I had friends, sure, but not a "BFF" as I so desperately wanted, someone I could talk about my deepest darkest stuff with. So I felt very alone. And very crazy. And very weird. My best friend was my journal.

Women are social creatures. We affirm each others' experiences, we find power in numbers, and we process emotions with one another. Even when you're naturally an introvert, like me, who needs time by yourself... women friends are priceless. They keep you grounded and sane. They remind you of who you are and what matters, even - or especially - in your toughest moments.

As an adult, I've had to let go of my stories about befriending women. I've had to allow myself to open up to having women friends, to decide that I wanted women friends.

And I've intentionally gone out to find them. Here's how:

Finding Friends Who Really GET You (A Road Map):
  1. Know what you want. Like attracting an ideal partner, it pays to know what you want in a friendship. And then let it go. People don't always look or show up the way you think they will.
  2. Go where they gather. I used to find women's communities and social groups and said yes to invites from friends who I thought would run in the circles I wanted to be in.
  3. Be bold and introduce yourself.

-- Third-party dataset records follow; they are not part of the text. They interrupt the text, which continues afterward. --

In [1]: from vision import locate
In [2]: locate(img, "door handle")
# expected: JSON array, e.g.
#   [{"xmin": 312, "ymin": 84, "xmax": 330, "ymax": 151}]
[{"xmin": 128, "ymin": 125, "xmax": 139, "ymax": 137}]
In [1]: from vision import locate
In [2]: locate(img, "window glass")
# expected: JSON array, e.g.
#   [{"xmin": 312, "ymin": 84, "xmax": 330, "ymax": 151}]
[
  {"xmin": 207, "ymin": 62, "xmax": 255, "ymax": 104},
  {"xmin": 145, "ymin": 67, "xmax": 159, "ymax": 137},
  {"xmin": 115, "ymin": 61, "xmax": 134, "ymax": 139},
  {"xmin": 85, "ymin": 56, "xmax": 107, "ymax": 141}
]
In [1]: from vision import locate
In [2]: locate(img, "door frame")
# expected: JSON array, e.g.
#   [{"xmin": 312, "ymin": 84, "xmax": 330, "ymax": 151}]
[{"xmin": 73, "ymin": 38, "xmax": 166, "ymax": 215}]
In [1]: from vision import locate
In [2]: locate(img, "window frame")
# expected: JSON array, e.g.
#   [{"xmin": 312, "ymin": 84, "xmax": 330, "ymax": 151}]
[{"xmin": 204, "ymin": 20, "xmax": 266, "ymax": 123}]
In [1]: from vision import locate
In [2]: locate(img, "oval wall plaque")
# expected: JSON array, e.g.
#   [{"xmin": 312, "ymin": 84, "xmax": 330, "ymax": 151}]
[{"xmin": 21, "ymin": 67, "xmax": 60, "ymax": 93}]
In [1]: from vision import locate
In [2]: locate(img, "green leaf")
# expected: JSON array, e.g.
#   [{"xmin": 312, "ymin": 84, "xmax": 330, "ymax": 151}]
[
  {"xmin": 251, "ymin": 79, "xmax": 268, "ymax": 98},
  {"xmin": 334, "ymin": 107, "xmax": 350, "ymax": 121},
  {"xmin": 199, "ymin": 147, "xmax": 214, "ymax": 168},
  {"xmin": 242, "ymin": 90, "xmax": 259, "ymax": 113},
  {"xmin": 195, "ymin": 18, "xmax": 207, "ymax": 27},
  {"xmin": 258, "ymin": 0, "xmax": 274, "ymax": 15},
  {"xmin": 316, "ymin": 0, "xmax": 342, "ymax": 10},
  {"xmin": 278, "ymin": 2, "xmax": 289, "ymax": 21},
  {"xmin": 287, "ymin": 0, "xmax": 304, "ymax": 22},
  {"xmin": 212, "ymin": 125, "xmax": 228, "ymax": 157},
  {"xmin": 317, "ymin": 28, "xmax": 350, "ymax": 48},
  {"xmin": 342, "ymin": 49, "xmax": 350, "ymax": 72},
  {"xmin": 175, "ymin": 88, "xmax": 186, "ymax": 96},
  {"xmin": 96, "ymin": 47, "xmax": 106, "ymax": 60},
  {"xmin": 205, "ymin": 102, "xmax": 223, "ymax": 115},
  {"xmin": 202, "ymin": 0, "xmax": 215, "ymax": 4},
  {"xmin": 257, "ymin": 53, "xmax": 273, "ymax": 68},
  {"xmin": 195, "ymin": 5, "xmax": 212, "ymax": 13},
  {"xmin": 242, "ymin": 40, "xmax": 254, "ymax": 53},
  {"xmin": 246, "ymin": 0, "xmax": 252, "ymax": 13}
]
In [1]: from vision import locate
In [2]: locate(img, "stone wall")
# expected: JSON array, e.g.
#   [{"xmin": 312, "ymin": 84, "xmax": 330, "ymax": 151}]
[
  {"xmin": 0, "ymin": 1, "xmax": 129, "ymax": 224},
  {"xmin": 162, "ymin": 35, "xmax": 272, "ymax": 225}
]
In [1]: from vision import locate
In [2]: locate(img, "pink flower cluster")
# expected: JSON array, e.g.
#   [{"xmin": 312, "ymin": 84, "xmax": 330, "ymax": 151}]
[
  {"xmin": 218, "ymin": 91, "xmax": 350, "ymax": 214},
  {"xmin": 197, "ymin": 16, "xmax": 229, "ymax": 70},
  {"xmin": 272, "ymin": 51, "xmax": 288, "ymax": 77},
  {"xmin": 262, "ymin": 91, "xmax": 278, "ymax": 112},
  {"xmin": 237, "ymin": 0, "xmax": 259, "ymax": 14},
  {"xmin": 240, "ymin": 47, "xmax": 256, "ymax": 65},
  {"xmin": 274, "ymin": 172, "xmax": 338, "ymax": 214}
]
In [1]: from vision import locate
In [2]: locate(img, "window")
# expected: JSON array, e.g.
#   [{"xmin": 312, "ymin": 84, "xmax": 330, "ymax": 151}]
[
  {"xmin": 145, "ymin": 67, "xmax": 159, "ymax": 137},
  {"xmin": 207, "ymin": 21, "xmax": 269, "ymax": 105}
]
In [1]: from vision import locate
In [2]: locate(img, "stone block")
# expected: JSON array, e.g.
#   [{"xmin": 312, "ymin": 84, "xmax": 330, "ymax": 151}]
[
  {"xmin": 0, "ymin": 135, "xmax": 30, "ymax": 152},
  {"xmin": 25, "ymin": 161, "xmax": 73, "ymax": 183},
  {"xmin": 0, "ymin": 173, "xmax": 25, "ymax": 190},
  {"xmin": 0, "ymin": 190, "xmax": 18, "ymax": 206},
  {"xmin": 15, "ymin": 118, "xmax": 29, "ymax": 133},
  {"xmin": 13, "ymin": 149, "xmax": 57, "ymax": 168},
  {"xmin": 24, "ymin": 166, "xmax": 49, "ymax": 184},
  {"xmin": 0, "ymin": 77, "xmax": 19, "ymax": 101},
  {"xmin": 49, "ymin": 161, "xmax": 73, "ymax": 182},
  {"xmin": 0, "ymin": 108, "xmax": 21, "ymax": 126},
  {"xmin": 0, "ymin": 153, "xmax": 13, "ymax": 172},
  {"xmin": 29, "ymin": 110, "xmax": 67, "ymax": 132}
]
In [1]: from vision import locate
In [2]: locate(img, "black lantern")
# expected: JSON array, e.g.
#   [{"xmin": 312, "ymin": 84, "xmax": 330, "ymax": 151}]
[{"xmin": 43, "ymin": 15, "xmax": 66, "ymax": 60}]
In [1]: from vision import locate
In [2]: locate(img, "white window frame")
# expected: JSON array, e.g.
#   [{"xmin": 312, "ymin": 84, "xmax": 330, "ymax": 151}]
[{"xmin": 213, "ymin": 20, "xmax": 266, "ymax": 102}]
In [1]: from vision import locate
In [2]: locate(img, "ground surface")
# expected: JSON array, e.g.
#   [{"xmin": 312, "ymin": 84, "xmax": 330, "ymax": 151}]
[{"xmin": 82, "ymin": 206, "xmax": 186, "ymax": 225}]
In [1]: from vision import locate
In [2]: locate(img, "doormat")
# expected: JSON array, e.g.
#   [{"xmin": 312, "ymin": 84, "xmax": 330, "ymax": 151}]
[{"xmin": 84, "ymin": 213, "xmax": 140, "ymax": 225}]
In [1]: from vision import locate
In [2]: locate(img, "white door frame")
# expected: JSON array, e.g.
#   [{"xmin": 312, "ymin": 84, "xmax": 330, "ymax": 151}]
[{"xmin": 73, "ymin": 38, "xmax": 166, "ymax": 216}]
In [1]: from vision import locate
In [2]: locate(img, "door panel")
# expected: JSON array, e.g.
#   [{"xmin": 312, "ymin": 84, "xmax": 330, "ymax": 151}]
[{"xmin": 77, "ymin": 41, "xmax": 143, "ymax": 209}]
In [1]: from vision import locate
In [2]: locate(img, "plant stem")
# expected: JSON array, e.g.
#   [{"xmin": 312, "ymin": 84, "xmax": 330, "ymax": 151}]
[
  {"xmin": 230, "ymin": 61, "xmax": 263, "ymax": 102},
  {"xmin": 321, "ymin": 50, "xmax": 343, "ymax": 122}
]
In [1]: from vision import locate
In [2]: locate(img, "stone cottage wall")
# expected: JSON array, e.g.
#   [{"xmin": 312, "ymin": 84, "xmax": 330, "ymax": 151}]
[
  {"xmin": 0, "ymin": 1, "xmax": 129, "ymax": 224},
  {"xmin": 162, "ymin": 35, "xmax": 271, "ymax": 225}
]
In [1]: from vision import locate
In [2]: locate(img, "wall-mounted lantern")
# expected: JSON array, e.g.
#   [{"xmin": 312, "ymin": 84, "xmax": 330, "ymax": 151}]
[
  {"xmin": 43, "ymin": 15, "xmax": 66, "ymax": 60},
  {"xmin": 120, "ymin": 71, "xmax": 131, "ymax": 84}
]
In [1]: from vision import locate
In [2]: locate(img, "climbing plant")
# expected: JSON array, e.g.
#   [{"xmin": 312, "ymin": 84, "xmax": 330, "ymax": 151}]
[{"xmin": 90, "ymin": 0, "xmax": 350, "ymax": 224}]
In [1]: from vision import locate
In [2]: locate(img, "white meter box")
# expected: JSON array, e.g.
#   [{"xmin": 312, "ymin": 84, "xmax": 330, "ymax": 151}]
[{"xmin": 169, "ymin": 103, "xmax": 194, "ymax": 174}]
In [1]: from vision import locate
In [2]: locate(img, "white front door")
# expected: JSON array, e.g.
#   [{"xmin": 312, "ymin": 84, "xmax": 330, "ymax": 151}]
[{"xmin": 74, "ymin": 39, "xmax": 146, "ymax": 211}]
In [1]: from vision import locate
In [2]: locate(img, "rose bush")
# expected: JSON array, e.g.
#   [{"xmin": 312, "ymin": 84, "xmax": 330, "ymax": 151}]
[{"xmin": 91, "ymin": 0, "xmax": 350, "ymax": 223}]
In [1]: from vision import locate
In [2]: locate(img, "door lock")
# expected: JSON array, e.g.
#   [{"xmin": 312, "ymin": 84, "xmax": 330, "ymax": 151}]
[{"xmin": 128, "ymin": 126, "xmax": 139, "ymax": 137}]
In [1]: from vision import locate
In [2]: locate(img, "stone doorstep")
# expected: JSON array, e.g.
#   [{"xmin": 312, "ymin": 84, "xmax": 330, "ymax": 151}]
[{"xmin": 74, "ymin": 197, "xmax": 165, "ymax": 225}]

It takes some vulnerability and getting out of your comfort zone to make a new, authentic connection. Most people go out hoping for this, so dare yourself to make the first move. Be yourself, not a people pleaser.
  4. Look for 1 person to connect with. Someone you resonate with. Ask them out on a tea/hiking/dinner date AND get it on both your calendars before you leave. Follow up. It's kind of like dating or networking for friends!
  5. Rinse and repeat. Decide what worked and what didn't and get back out there. This is a growing process, remember. Don't take "no" or "busy" personally and don't push something that's not happening. When the right person appears, you'll both feel it and the friendship will blossom in a way that feels natural and easy. Focus on building a community, a network for yourself, not on finding "the one."